# Paul McHugh Braintree PD (Retired)



## kwflatbed (Dec 29, 2004)

*P*aul J. McHugh of Braintree, a retired Braintree police detective, died Sunday at the Sachem Skilled Nursing Facility in East Bridgewater after a long illness. He was 80. 
 Born in Boston, Mr. McHugh was educated in Boston schools. He was a graduate of Dorchester High School and later attended Boston University. He had lived in Braintree for 54 years. 
He was a World War II Army veteran and served in the European-African-Middle Eastern Theater. 
Mr. McHugh was a detective with the Braintree Police Department for 20 years until he retired in 1973. 
He was a member of the Braintree Knights of Columbus Council 1462, the Suffolk County Council, was a past District 7 commmander, past commander of the Old Dorchester American Legion Post 65, the Randolph Amvets Post 51, the Braintree VFW 1702, the Braintree DAV Chapter 29, and the Panther Veterans Organization, 66th Division. 
He was also a past president of the Archbishop Williams High School Men's Association.

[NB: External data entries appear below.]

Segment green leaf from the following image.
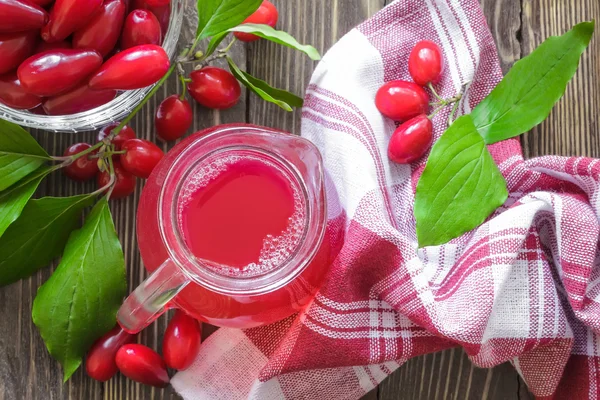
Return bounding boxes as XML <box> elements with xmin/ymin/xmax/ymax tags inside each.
<box><xmin>0</xmin><ymin>119</ymin><xmax>50</xmax><ymax>191</ymax></box>
<box><xmin>414</xmin><ymin>115</ymin><xmax>508</xmax><ymax>247</ymax></box>
<box><xmin>205</xmin><ymin>32</ymin><xmax>229</xmax><ymax>57</ymax></box>
<box><xmin>0</xmin><ymin>166</ymin><xmax>52</xmax><ymax>238</ymax></box>
<box><xmin>196</xmin><ymin>0</ymin><xmax>262</xmax><ymax>39</ymax></box>
<box><xmin>32</xmin><ymin>199</ymin><xmax>126</xmax><ymax>381</ymax></box>
<box><xmin>227</xmin><ymin>57</ymin><xmax>302</xmax><ymax>111</ymax></box>
<box><xmin>0</xmin><ymin>194</ymin><xmax>94</xmax><ymax>286</ymax></box>
<box><xmin>229</xmin><ymin>24</ymin><xmax>321</xmax><ymax>61</ymax></box>
<box><xmin>472</xmin><ymin>21</ymin><xmax>595</xmax><ymax>144</ymax></box>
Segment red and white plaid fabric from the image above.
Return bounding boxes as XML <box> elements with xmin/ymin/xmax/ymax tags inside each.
<box><xmin>172</xmin><ymin>0</ymin><xmax>600</xmax><ymax>398</ymax></box>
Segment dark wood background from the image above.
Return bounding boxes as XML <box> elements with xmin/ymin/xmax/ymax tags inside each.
<box><xmin>0</xmin><ymin>0</ymin><xmax>598</xmax><ymax>399</ymax></box>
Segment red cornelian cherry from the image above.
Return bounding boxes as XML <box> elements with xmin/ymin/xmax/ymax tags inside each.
<box><xmin>41</xmin><ymin>0</ymin><xmax>103</xmax><ymax>42</ymax></box>
<box><xmin>18</xmin><ymin>49</ymin><xmax>103</xmax><ymax>97</ymax></box>
<box><xmin>234</xmin><ymin>0</ymin><xmax>278</xmax><ymax>42</ymax></box>
<box><xmin>42</xmin><ymin>82</ymin><xmax>117</xmax><ymax>115</ymax></box>
<box><xmin>129</xmin><ymin>0</ymin><xmax>170</xmax><ymax>35</ymax></box>
<box><xmin>115</xmin><ymin>344</ymin><xmax>169</xmax><ymax>388</ymax></box>
<box><xmin>88</xmin><ymin>44</ymin><xmax>170</xmax><ymax>90</ymax></box>
<box><xmin>0</xmin><ymin>0</ymin><xmax>48</xmax><ymax>33</ymax></box>
<box><xmin>97</xmin><ymin>161</ymin><xmax>136</xmax><ymax>199</ymax></box>
<box><xmin>72</xmin><ymin>0</ymin><xmax>127</xmax><ymax>57</ymax></box>
<box><xmin>162</xmin><ymin>310</ymin><xmax>202</xmax><ymax>371</ymax></box>
<box><xmin>188</xmin><ymin>67</ymin><xmax>241</xmax><ymax>110</ymax></box>
<box><xmin>86</xmin><ymin>325</ymin><xmax>137</xmax><ymax>382</ymax></box>
<box><xmin>0</xmin><ymin>31</ymin><xmax>38</xmax><ymax>75</ymax></box>
<box><xmin>155</xmin><ymin>95</ymin><xmax>193</xmax><ymax>141</ymax></box>
<box><xmin>0</xmin><ymin>72</ymin><xmax>41</xmax><ymax>109</ymax></box>
<box><xmin>375</xmin><ymin>80</ymin><xmax>429</xmax><ymax>122</ymax></box>
<box><xmin>97</xmin><ymin>123</ymin><xmax>136</xmax><ymax>150</ymax></box>
<box><xmin>63</xmin><ymin>143</ymin><xmax>99</xmax><ymax>181</ymax></box>
<box><xmin>121</xmin><ymin>9</ymin><xmax>162</xmax><ymax>50</ymax></box>
<box><xmin>120</xmin><ymin>139</ymin><xmax>163</xmax><ymax>179</ymax></box>
<box><xmin>409</xmin><ymin>40</ymin><xmax>444</xmax><ymax>86</ymax></box>
<box><xmin>388</xmin><ymin>114</ymin><xmax>433</xmax><ymax>164</ymax></box>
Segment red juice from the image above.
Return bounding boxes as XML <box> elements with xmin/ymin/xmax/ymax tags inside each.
<box><xmin>178</xmin><ymin>154</ymin><xmax>305</xmax><ymax>275</ymax></box>
<box><xmin>134</xmin><ymin>125</ymin><xmax>333</xmax><ymax>329</ymax></box>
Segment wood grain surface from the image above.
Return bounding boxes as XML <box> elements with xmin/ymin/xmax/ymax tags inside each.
<box><xmin>0</xmin><ymin>0</ymin><xmax>598</xmax><ymax>399</ymax></box>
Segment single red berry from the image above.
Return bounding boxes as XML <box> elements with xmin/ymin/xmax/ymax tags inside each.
<box><xmin>388</xmin><ymin>114</ymin><xmax>433</xmax><ymax>164</ymax></box>
<box><xmin>88</xmin><ymin>44</ymin><xmax>170</xmax><ymax>90</ymax></box>
<box><xmin>409</xmin><ymin>40</ymin><xmax>444</xmax><ymax>86</ymax></box>
<box><xmin>42</xmin><ymin>0</ymin><xmax>103</xmax><ymax>42</ymax></box>
<box><xmin>17</xmin><ymin>49</ymin><xmax>103</xmax><ymax>97</ymax></box>
<box><xmin>188</xmin><ymin>67</ymin><xmax>241</xmax><ymax>110</ymax></box>
<box><xmin>0</xmin><ymin>0</ymin><xmax>48</xmax><ymax>34</ymax></box>
<box><xmin>155</xmin><ymin>95</ymin><xmax>193</xmax><ymax>141</ymax></box>
<box><xmin>121</xmin><ymin>9</ymin><xmax>162</xmax><ymax>50</ymax></box>
<box><xmin>375</xmin><ymin>80</ymin><xmax>429</xmax><ymax>122</ymax></box>
<box><xmin>97</xmin><ymin>123</ymin><xmax>136</xmax><ymax>150</ymax></box>
<box><xmin>86</xmin><ymin>325</ymin><xmax>137</xmax><ymax>382</ymax></box>
<box><xmin>233</xmin><ymin>0</ymin><xmax>278</xmax><ymax>42</ymax></box>
<box><xmin>43</xmin><ymin>82</ymin><xmax>117</xmax><ymax>115</ymax></box>
<box><xmin>120</xmin><ymin>138</ymin><xmax>164</xmax><ymax>179</ymax></box>
<box><xmin>162</xmin><ymin>310</ymin><xmax>202</xmax><ymax>371</ymax></box>
<box><xmin>0</xmin><ymin>72</ymin><xmax>42</xmax><ymax>110</ymax></box>
<box><xmin>63</xmin><ymin>143</ymin><xmax>99</xmax><ymax>181</ymax></box>
<box><xmin>115</xmin><ymin>344</ymin><xmax>169</xmax><ymax>388</ymax></box>
<box><xmin>97</xmin><ymin>161</ymin><xmax>136</xmax><ymax>199</ymax></box>
<box><xmin>72</xmin><ymin>0</ymin><xmax>127</xmax><ymax>57</ymax></box>
<box><xmin>0</xmin><ymin>31</ymin><xmax>38</xmax><ymax>75</ymax></box>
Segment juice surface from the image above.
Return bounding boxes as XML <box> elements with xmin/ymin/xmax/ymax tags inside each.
<box><xmin>178</xmin><ymin>154</ymin><xmax>305</xmax><ymax>276</ymax></box>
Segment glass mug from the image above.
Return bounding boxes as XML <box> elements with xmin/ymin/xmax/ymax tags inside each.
<box><xmin>118</xmin><ymin>124</ymin><xmax>331</xmax><ymax>332</ymax></box>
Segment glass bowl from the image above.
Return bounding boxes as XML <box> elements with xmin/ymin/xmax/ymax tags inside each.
<box><xmin>0</xmin><ymin>0</ymin><xmax>185</xmax><ymax>133</ymax></box>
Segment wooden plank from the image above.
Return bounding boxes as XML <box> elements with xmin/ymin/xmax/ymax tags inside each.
<box><xmin>246</xmin><ymin>0</ymin><xmax>386</xmax><ymax>134</ymax></box>
<box><xmin>520</xmin><ymin>0</ymin><xmax>600</xmax><ymax>159</ymax></box>
<box><xmin>378</xmin><ymin>350</ymin><xmax>526</xmax><ymax>400</ymax></box>
<box><xmin>479</xmin><ymin>0</ymin><xmax>522</xmax><ymax>74</ymax></box>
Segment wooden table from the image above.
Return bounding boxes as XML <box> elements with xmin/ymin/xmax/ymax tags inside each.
<box><xmin>1</xmin><ymin>0</ymin><xmax>598</xmax><ymax>399</ymax></box>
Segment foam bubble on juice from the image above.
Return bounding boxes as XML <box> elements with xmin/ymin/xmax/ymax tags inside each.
<box><xmin>178</xmin><ymin>153</ymin><xmax>307</xmax><ymax>278</ymax></box>
<box><xmin>178</xmin><ymin>154</ymin><xmax>242</xmax><ymax>207</ymax></box>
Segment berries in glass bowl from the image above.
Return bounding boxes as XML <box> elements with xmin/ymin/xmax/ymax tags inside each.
<box><xmin>0</xmin><ymin>0</ymin><xmax>184</xmax><ymax>132</ymax></box>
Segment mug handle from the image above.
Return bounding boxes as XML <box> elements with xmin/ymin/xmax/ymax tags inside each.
<box><xmin>117</xmin><ymin>258</ymin><xmax>190</xmax><ymax>333</ymax></box>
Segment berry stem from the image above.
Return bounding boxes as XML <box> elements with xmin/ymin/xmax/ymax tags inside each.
<box><xmin>448</xmin><ymin>100</ymin><xmax>461</xmax><ymax>126</ymax></box>
<box><xmin>54</xmin><ymin>143</ymin><xmax>101</xmax><ymax>168</ymax></box>
<box><xmin>428</xmin><ymin>104</ymin><xmax>447</xmax><ymax>119</ymax></box>
<box><xmin>428</xmin><ymin>83</ymin><xmax>445</xmax><ymax>103</ymax></box>
<box><xmin>179</xmin><ymin>73</ymin><xmax>188</xmax><ymax>101</ymax></box>
<box><xmin>89</xmin><ymin>150</ymin><xmax>126</xmax><ymax>159</ymax></box>
<box><xmin>105</xmin><ymin>154</ymin><xmax>117</xmax><ymax>201</ymax></box>
<box><xmin>219</xmin><ymin>37</ymin><xmax>236</xmax><ymax>54</ymax></box>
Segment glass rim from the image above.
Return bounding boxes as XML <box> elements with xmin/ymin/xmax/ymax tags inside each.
<box><xmin>0</xmin><ymin>0</ymin><xmax>184</xmax><ymax>133</ymax></box>
<box><xmin>157</xmin><ymin>125</ymin><xmax>327</xmax><ymax>296</ymax></box>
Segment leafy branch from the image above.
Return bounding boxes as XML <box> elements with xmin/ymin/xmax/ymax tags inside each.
<box><xmin>414</xmin><ymin>21</ymin><xmax>595</xmax><ymax>247</ymax></box>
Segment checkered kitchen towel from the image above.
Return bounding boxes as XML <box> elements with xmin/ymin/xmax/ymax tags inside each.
<box><xmin>172</xmin><ymin>0</ymin><xmax>600</xmax><ymax>398</ymax></box>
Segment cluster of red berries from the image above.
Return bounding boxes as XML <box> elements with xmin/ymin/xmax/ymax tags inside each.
<box><xmin>375</xmin><ymin>40</ymin><xmax>445</xmax><ymax>164</ymax></box>
<box><xmin>0</xmin><ymin>0</ymin><xmax>172</xmax><ymax>114</ymax></box>
<box><xmin>64</xmin><ymin>123</ymin><xmax>164</xmax><ymax>198</ymax></box>
<box><xmin>153</xmin><ymin>0</ymin><xmax>279</xmax><ymax>141</ymax></box>
<box><xmin>86</xmin><ymin>310</ymin><xmax>201</xmax><ymax>387</ymax></box>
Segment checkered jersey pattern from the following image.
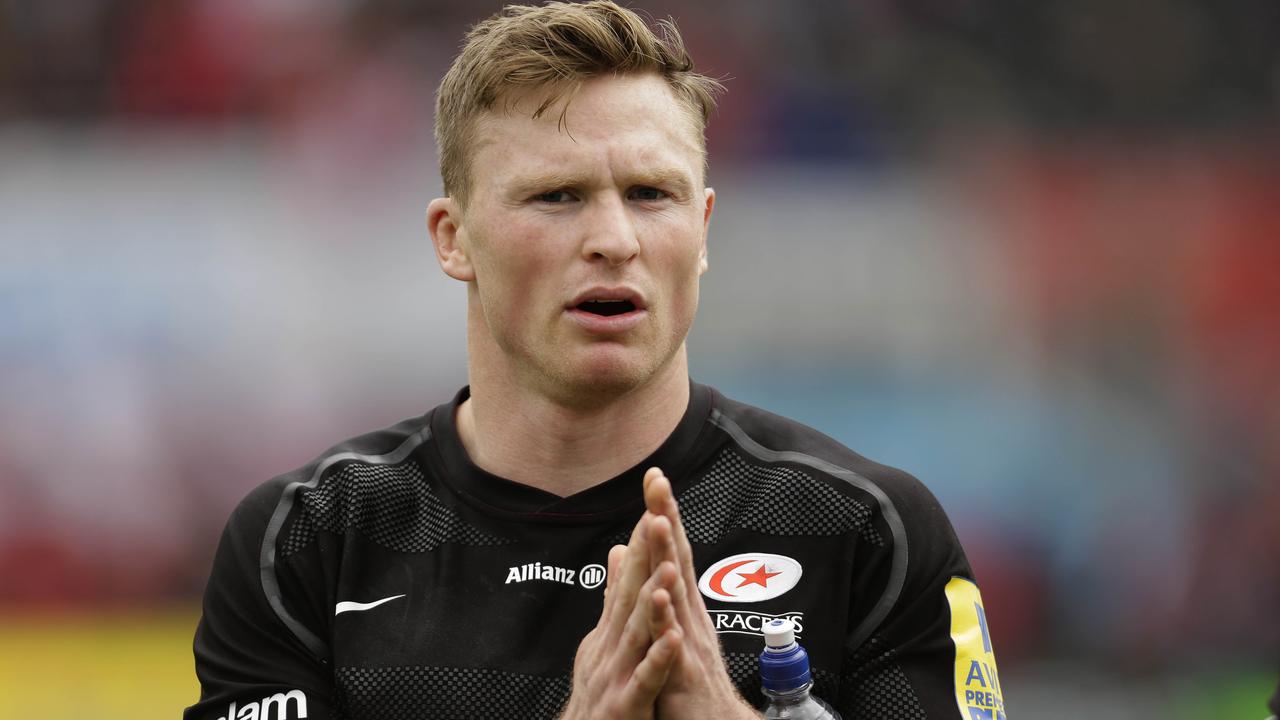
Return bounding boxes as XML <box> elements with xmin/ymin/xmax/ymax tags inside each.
<box><xmin>839</xmin><ymin>635</ymin><xmax>928</xmax><ymax>719</ymax></box>
<box><xmin>335</xmin><ymin>665</ymin><xmax>570</xmax><ymax>719</ymax></box>
<box><xmin>723</xmin><ymin>651</ymin><xmax>765</xmax><ymax>707</ymax></box>
<box><xmin>677</xmin><ymin>448</ymin><xmax>884</xmax><ymax>545</ymax></box>
<box><xmin>281</xmin><ymin>460</ymin><xmax>511</xmax><ymax>556</ymax></box>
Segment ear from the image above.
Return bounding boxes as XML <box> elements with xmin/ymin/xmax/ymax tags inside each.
<box><xmin>428</xmin><ymin>197</ymin><xmax>475</xmax><ymax>282</ymax></box>
<box><xmin>698</xmin><ymin>186</ymin><xmax>715</xmax><ymax>276</ymax></box>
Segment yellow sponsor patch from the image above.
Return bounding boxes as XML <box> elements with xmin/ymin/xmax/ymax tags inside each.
<box><xmin>946</xmin><ymin>577</ymin><xmax>1006</xmax><ymax>719</ymax></box>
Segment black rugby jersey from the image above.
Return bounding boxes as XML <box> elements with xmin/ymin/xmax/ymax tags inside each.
<box><xmin>186</xmin><ymin>382</ymin><xmax>1006</xmax><ymax>720</ymax></box>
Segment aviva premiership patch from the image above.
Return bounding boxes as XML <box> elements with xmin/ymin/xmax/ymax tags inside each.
<box><xmin>946</xmin><ymin>577</ymin><xmax>1006</xmax><ymax>720</ymax></box>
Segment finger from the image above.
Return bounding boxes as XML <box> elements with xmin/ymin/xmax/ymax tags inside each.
<box><xmin>605</xmin><ymin>514</ymin><xmax>654</xmax><ymax>643</ymax></box>
<box><xmin>618</xmin><ymin>514</ymin><xmax>653</xmax><ymax>598</ymax></box>
<box><xmin>623</xmin><ymin>627</ymin><xmax>681</xmax><ymax>712</ymax></box>
<box><xmin>610</xmin><ymin>558</ymin><xmax>673</xmax><ymax>678</ymax></box>
<box><xmin>647</xmin><ymin>564</ymin><xmax>680</xmax><ymax>640</ymax></box>
<box><xmin>646</xmin><ymin>513</ymin><xmax>679</xmax><ymax>572</ymax></box>
<box><xmin>651</xmin><ymin>498</ymin><xmax>717</xmax><ymax>652</ymax></box>
<box><xmin>643</xmin><ymin>467</ymin><xmax>673</xmax><ymax>517</ymax></box>
<box><xmin>643</xmin><ymin>470</ymin><xmax>718</xmax><ymax>654</ymax></box>
<box><xmin>647</xmin><ymin>515</ymin><xmax>698</xmax><ymax>634</ymax></box>
<box><xmin>648</xmin><ymin>520</ymin><xmax>702</xmax><ymax>642</ymax></box>
<box><xmin>622</xmin><ymin>560</ymin><xmax>675</xmax><ymax>645</ymax></box>
<box><xmin>643</xmin><ymin>470</ymin><xmax>693</xmax><ymax>570</ymax></box>
<box><xmin>643</xmin><ymin>472</ymin><xmax>702</xmax><ymax>599</ymax></box>
<box><xmin>600</xmin><ymin>544</ymin><xmax>627</xmax><ymax>625</ymax></box>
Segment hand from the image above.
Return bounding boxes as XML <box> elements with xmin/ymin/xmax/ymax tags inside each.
<box><xmin>560</xmin><ymin>515</ymin><xmax>683</xmax><ymax>719</ymax></box>
<box><xmin>642</xmin><ymin>467</ymin><xmax>760</xmax><ymax>720</ymax></box>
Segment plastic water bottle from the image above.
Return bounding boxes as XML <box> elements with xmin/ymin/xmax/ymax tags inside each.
<box><xmin>759</xmin><ymin>618</ymin><xmax>841</xmax><ymax>719</ymax></box>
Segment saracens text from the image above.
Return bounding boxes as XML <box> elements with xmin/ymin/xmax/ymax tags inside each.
<box><xmin>708</xmin><ymin>610</ymin><xmax>805</xmax><ymax>638</ymax></box>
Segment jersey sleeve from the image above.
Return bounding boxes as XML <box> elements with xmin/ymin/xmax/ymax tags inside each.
<box><xmin>836</xmin><ymin>470</ymin><xmax>1007</xmax><ymax>720</ymax></box>
<box><xmin>184</xmin><ymin>479</ymin><xmax>335</xmax><ymax>720</ymax></box>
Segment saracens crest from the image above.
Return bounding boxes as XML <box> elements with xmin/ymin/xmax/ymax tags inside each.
<box><xmin>696</xmin><ymin>553</ymin><xmax>803</xmax><ymax>603</ymax></box>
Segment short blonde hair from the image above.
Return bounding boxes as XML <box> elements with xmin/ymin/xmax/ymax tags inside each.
<box><xmin>435</xmin><ymin>1</ymin><xmax>723</xmax><ymax>205</ymax></box>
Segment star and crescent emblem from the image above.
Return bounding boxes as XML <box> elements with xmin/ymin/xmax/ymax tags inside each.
<box><xmin>697</xmin><ymin>553</ymin><xmax>802</xmax><ymax>603</ymax></box>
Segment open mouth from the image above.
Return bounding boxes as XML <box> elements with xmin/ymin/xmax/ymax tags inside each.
<box><xmin>576</xmin><ymin>300</ymin><xmax>637</xmax><ymax>317</ymax></box>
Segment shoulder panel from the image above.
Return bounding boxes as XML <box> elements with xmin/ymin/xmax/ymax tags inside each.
<box><xmin>282</xmin><ymin>459</ymin><xmax>511</xmax><ymax>557</ymax></box>
<box><xmin>707</xmin><ymin>407</ymin><xmax>909</xmax><ymax>653</ymax></box>
<box><xmin>677</xmin><ymin>446</ymin><xmax>883</xmax><ymax>546</ymax></box>
<box><xmin>258</xmin><ymin>423</ymin><xmax>434</xmax><ymax>661</ymax></box>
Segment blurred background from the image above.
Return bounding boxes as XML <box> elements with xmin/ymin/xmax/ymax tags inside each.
<box><xmin>1</xmin><ymin>0</ymin><xmax>1277</xmax><ymax>717</ymax></box>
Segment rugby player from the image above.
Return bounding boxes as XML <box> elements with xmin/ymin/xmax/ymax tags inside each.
<box><xmin>185</xmin><ymin>3</ymin><xmax>1004</xmax><ymax>718</ymax></box>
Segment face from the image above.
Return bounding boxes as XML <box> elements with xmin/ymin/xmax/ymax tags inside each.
<box><xmin>429</xmin><ymin>73</ymin><xmax>715</xmax><ymax>405</ymax></box>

He was a former member of the St. Thomas Drum & Bugle Corps and later, the Sir Thomas More Drum & Bugle Corps in Braintree. 
Mr. McHugh is survived by his wife of 57 years, Eleanore F. (Ryan); five sons, Braintree police Deputy Chief Kevin P., Braintree fire Deputy Chief Kenneth J. and Massachusetts State Police Sgt. Kerry P., all of Braintree, Kurt P. of Hanson and Keith J. of Weymouth; three daughters, Karen A. Bannister of Peterborough, N.H., and Kimberley Hinthorne and Kathy A., both of Braintree; a brother, James A. of West Covina, Calif.; 16 grandchildren; and a great-grandson. 
A funeral Mass was celebrated yesterday at St. Francis of Assisi Church in Braintree. 
Burial with military honors followed at Blue Hill Cemetery, Braintree. 
Arrangements by the Sweeney Brothers Home for Funerals Inc., Quincy.


----------